‘Quite a sight:’ Skilling on the 8 tropical systems in Western Hemisphere

Here’s quite a sight as we join the new work week Monday morning: Eight tropical systems within sight of the GOES-EAST weather satellite here in the Western Hemisphere! That’s something you don’t see everyday!

From left to right:

  • Tropical Storm Karina (in the eastern Pacific)
  • Tropical wave over the Gulf of Mexico off Texas
  • Tropical Storm Sally bearing down on the Gulf Coast
  • Hurricane Paulette which cross Bermuda earlier Mon morning producing a peak gust of 89 mph there
  • Tropical Depression Rene
  • Tropical Storm Teddy far out in the Atlantic with 40 mph sustained winds
  • Tropical Depression 21 expected to become a Tropical Storm later today
  • Tropical wave coming off Africa and given a 40% chance of tropical development in the coming 5 days

Click here to see an animation of the entire region:

Interesting notes on Tropical Storm Sally

If you watch satellite imagery of Tropical Storm Sally, you see tiny ripples rippling outward from near the storm’s center through the storm’s clouds canopy. These ripples move out in all directions not unlike what happens in a lake or pond when you throw a pebble or rock into the water.

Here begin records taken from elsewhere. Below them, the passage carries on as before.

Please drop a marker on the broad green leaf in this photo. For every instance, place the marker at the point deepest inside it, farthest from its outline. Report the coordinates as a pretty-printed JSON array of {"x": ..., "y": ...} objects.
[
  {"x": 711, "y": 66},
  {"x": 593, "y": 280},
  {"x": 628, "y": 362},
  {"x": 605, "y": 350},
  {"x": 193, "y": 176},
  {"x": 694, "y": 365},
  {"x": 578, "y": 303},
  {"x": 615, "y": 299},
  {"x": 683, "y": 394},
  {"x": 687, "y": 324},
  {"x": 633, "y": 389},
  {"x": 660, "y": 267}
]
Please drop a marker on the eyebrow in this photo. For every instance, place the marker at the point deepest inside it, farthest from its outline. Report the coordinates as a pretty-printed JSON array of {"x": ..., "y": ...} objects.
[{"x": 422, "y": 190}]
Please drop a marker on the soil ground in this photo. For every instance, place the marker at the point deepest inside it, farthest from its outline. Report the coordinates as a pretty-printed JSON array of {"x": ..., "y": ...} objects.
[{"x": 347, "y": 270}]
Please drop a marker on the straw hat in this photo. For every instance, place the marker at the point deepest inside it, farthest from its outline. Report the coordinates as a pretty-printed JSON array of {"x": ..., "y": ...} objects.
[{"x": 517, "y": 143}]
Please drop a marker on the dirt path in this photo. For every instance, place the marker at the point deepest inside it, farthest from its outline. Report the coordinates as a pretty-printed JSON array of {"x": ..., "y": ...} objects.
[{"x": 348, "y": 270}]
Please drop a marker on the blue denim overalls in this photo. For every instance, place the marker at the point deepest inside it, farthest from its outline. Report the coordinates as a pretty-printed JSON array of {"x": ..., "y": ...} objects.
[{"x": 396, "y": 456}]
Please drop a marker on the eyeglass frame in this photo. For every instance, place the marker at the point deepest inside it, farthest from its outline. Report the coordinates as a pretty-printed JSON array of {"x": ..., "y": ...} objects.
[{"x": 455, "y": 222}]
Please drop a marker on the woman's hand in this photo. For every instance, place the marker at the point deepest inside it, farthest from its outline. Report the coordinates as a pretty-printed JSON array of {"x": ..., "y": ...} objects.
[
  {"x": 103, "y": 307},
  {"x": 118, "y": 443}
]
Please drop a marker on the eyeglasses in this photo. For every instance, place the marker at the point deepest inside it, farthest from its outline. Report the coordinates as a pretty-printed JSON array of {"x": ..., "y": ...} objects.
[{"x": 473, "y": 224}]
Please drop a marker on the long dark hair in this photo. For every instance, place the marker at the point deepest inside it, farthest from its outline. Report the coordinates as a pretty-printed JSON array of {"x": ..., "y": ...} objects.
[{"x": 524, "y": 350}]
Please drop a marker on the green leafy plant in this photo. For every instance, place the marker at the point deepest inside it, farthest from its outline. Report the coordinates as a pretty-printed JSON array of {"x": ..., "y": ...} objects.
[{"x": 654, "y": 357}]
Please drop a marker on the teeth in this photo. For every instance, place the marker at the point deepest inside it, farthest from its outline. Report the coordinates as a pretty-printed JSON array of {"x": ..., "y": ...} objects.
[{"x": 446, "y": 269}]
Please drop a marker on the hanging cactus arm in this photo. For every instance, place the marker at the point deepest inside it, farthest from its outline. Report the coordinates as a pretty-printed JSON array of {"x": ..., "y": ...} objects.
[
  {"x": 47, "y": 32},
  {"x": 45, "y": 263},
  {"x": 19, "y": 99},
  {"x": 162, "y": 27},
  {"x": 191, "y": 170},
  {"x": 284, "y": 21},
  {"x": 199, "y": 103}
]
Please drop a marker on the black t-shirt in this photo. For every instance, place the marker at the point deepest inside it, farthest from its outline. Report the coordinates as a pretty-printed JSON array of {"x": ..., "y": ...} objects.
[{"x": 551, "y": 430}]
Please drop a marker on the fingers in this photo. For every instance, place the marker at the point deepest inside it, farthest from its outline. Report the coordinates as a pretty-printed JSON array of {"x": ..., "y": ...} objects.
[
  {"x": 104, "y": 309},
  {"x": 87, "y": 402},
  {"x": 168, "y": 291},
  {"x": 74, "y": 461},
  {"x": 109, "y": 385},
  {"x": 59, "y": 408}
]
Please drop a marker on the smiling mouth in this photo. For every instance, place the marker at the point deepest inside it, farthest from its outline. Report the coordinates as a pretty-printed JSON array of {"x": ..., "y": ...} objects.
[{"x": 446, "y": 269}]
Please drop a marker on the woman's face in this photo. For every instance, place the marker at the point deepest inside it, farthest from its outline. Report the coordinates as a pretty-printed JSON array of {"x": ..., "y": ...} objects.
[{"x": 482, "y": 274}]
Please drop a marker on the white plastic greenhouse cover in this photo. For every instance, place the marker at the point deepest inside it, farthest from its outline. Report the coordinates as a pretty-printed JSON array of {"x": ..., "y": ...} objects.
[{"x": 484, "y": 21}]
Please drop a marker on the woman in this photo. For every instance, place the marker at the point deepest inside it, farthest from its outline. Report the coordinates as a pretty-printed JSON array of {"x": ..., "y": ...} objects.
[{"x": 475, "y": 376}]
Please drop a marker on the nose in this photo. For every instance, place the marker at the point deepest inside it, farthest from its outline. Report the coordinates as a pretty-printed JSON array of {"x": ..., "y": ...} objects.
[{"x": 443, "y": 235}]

These ripples are referred to as “gravity waves” and are not uncommon in tropical storms and hurricanes. They’re the sign air is rising vigorously within the storm. This rising air produces upward bursts in the cloud tops and these overshooting tops go on to generate waves that propagate away from their area of origin as a series of wave.

Click on the arrow to see the animation of Sally’s clouds this morning out over the Gulf of Mexico and you’ll see these “gravity waves”.

Also look at the plot of boats and ships on the Gulf of Mexico and notice how this marine traffic thins out in the vicinity of the storm. That’s a prudent development.